The cricket stadium has hosted few international events since it was built for the 2011 Cricket World Cup. The airport, built to accommodate one million international visitors, runs at a loss. In April and May, no commercial flights landed there.
And the deepwater port in Hambantota didn’t make enough revenue to service its debt. As it struggled to repay the loan, the government in 2017 granted a Chinese state company a 99-year lease on the facility. Critics in Sri Lanka called this an example of “debt-trap diplomacy,” meaning loans were granted to make the country dependent on Beijing.

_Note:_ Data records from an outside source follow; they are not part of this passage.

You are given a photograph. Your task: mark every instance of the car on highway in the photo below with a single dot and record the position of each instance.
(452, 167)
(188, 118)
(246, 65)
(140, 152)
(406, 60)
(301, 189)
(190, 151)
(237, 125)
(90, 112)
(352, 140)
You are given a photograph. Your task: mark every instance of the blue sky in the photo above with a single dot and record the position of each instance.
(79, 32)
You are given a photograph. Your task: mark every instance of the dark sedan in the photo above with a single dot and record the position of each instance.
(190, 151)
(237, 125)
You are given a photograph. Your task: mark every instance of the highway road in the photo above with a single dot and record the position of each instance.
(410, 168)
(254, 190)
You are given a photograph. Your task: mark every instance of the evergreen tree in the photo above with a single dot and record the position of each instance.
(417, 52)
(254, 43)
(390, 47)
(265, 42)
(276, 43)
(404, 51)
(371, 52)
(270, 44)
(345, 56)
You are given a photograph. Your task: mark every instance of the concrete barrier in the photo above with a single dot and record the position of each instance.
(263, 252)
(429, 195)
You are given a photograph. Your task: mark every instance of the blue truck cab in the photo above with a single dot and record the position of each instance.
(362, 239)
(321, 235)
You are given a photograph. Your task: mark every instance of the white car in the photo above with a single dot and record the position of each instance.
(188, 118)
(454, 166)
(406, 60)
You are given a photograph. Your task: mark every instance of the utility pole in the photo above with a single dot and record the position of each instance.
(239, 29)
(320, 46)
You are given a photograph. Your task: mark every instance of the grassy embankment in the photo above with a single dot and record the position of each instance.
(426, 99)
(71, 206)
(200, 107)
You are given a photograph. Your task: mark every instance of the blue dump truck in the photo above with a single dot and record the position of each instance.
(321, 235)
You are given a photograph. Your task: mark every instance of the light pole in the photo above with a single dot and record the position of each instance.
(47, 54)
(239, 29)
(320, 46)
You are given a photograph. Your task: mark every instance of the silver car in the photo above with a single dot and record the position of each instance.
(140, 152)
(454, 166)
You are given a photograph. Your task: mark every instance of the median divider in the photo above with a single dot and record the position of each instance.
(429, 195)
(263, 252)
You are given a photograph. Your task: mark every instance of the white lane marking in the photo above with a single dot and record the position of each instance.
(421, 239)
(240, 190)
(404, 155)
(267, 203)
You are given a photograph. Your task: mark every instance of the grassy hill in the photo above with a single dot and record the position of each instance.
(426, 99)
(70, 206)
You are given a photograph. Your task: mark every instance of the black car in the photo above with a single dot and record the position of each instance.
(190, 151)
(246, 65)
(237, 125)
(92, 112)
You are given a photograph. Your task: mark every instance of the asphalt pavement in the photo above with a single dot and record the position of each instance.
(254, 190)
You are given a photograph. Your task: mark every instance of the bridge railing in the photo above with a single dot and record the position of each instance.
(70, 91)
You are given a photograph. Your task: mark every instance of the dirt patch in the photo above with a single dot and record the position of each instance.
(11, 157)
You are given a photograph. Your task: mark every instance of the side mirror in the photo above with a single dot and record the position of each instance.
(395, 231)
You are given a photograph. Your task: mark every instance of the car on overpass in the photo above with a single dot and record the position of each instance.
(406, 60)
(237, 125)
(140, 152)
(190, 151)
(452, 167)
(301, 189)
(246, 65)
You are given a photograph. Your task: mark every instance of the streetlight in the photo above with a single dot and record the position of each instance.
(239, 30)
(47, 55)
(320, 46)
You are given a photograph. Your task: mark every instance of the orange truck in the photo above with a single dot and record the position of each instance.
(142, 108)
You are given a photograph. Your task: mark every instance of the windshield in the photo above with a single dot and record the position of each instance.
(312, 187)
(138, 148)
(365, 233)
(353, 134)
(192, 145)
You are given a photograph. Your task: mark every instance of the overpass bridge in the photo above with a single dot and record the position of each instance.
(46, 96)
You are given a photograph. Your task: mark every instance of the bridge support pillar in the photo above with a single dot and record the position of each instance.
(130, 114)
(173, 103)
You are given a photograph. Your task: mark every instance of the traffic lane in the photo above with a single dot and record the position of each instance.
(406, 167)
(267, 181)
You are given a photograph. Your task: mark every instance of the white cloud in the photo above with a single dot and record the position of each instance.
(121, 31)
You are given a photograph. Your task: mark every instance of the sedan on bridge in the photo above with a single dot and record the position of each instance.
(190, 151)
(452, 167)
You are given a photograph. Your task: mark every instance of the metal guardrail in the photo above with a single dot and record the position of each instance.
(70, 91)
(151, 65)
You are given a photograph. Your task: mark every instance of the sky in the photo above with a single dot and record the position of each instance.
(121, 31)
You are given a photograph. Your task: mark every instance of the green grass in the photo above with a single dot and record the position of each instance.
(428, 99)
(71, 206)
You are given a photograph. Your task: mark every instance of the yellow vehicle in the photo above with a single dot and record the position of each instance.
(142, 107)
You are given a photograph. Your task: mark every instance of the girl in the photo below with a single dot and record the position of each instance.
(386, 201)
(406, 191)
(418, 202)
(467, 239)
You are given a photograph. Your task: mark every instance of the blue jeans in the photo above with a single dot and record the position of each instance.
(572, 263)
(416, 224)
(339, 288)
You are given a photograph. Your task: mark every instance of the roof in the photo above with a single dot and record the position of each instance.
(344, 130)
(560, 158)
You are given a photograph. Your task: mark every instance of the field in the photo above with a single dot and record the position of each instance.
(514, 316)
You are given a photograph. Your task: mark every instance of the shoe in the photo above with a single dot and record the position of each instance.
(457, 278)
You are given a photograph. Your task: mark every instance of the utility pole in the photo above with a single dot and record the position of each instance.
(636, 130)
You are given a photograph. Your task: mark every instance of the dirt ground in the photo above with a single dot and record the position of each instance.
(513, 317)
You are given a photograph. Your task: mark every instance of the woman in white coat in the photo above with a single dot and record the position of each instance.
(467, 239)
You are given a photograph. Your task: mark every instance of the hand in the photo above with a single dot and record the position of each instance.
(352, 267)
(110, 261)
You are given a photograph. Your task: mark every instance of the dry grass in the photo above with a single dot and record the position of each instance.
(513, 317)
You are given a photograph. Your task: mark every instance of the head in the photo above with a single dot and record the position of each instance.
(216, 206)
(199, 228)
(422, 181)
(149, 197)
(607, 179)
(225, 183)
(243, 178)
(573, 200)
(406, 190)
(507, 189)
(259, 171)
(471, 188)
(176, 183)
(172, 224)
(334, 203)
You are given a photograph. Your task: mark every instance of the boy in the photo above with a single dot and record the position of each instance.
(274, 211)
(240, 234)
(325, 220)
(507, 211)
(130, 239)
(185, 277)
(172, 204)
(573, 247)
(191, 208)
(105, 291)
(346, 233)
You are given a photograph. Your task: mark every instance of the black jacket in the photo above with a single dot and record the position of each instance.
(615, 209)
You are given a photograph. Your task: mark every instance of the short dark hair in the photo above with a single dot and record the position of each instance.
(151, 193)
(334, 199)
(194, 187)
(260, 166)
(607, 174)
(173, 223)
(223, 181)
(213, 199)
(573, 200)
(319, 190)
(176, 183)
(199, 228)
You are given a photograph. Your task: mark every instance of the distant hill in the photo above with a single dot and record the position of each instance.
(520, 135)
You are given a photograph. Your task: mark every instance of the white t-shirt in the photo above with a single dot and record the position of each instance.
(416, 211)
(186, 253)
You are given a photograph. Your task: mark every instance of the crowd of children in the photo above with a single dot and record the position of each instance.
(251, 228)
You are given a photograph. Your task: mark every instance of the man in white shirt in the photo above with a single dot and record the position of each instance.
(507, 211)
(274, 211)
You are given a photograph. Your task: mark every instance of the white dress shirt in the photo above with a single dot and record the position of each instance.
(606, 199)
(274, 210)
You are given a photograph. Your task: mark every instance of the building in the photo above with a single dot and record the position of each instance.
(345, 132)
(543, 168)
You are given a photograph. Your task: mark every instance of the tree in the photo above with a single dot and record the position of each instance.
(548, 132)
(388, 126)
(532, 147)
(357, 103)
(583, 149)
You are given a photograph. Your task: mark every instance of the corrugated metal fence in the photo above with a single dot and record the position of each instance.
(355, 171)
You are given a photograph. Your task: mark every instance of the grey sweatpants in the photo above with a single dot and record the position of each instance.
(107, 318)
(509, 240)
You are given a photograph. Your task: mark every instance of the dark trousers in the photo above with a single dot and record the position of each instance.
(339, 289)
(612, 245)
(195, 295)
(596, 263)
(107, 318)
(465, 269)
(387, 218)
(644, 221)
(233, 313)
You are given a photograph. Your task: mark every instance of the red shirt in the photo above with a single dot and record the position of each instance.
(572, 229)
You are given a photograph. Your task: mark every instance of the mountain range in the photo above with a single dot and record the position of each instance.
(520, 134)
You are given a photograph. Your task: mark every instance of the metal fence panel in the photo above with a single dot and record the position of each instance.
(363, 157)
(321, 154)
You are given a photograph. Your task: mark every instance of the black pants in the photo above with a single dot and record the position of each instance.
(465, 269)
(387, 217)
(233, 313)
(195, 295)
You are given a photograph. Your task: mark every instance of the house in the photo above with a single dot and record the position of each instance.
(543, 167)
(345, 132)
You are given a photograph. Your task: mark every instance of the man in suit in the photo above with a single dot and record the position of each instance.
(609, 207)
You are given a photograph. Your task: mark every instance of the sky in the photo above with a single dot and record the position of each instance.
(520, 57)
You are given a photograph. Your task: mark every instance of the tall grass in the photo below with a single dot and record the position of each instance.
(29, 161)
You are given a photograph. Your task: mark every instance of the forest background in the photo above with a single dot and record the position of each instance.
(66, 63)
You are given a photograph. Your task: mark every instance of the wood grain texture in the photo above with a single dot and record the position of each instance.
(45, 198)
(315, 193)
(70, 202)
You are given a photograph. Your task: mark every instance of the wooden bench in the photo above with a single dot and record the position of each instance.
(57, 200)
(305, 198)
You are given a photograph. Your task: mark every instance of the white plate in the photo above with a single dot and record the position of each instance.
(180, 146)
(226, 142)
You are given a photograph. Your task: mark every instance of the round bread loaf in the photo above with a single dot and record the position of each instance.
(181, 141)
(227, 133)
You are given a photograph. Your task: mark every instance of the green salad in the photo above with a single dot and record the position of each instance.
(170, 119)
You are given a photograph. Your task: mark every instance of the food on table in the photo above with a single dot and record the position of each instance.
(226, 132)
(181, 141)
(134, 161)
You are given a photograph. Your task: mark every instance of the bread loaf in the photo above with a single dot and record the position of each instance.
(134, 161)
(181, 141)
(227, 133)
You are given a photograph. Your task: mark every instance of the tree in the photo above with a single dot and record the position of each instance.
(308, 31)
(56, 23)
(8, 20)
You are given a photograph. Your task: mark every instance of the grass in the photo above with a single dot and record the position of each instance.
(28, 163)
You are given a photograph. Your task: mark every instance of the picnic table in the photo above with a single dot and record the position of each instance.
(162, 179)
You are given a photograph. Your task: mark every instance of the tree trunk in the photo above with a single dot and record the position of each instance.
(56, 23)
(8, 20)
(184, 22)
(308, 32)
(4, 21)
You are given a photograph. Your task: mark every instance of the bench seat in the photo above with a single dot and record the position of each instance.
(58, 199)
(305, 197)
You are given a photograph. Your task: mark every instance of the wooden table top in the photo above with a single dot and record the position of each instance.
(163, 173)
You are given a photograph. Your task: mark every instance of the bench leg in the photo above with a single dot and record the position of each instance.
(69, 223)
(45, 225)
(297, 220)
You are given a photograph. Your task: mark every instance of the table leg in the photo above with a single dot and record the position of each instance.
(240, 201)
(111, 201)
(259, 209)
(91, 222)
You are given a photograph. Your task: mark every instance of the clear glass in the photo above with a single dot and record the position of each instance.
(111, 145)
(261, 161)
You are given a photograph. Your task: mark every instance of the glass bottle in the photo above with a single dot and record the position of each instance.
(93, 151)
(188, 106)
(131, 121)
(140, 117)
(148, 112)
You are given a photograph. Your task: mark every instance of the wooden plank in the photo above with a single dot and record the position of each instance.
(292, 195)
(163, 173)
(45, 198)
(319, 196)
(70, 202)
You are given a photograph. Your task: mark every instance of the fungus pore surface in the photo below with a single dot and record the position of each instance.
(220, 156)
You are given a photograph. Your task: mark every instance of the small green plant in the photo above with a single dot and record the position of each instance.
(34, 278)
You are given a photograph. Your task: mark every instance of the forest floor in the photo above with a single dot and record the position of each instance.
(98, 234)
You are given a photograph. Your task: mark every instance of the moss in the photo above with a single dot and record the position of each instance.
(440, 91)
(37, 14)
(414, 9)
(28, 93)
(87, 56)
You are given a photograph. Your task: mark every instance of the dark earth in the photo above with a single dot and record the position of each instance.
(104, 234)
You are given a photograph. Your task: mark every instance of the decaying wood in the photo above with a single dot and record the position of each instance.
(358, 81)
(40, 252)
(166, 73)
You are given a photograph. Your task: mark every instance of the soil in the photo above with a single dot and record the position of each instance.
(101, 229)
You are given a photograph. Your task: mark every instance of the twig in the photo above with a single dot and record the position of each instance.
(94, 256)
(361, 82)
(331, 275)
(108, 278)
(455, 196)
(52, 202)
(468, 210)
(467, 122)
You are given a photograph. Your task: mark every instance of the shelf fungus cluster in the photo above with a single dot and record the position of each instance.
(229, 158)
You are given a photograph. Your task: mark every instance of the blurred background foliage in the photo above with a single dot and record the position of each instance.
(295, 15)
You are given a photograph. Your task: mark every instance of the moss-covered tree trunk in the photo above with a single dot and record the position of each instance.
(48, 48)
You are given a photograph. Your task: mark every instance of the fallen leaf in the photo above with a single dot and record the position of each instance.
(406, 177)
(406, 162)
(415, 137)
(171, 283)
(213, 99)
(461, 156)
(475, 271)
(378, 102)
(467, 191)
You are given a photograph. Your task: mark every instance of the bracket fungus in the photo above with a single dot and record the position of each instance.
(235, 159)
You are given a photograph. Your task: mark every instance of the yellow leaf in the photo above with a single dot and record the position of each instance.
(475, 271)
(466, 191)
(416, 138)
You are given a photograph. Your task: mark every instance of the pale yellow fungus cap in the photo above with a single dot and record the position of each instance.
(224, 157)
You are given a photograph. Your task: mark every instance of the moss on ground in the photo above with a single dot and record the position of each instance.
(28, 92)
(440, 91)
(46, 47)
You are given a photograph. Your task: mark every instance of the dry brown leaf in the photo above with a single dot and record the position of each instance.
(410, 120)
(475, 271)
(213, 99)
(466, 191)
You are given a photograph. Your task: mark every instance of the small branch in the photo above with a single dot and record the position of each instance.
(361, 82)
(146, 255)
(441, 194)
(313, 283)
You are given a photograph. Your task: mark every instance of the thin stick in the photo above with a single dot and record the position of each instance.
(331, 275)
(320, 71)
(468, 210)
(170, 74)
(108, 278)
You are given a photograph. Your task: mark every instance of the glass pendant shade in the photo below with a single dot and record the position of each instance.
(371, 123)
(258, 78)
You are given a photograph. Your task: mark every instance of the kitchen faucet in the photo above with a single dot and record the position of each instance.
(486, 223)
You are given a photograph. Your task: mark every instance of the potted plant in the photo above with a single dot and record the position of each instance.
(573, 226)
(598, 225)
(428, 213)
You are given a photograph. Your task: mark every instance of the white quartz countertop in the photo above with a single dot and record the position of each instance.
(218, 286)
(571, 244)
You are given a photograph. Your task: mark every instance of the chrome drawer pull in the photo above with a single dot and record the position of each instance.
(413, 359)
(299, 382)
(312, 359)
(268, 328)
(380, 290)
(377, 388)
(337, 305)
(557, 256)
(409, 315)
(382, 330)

“The problem is we haven’t seen any benefits from all the infrastructure, ” said Akila Lakruwan, a 20-year-old retail assistant selling household appliances in Hambantota. In recent months, the store has only been getting about 10 per cent of the customers it usually does, he said, as consumers tightened their belts due to the economic crisis. “The pitch was that every youth would get a job, we were expecting these projects would give us jobs, but it never happened.” …
Kabir Hashim, the former investment minister and a current opposition politician, said the country had to turn to international bond markets to help pay off Chinese loans because the government had borrowed for projects that generated little return. “It’s like a vicious cycle,” he said. …
Some Sri Lankan leaders remain wistful about the old days of easy money. “The Chinese had deep pockets and they were at any given moment willing to lend — that’s a stark difference between the rest,” said Ravi Karunanayake, Sri Lanka’s former finance minister. “The question is how successfully you negotiate with them.”
Those who can create credible currency out of thin air end up owning the world, and debt is their lure.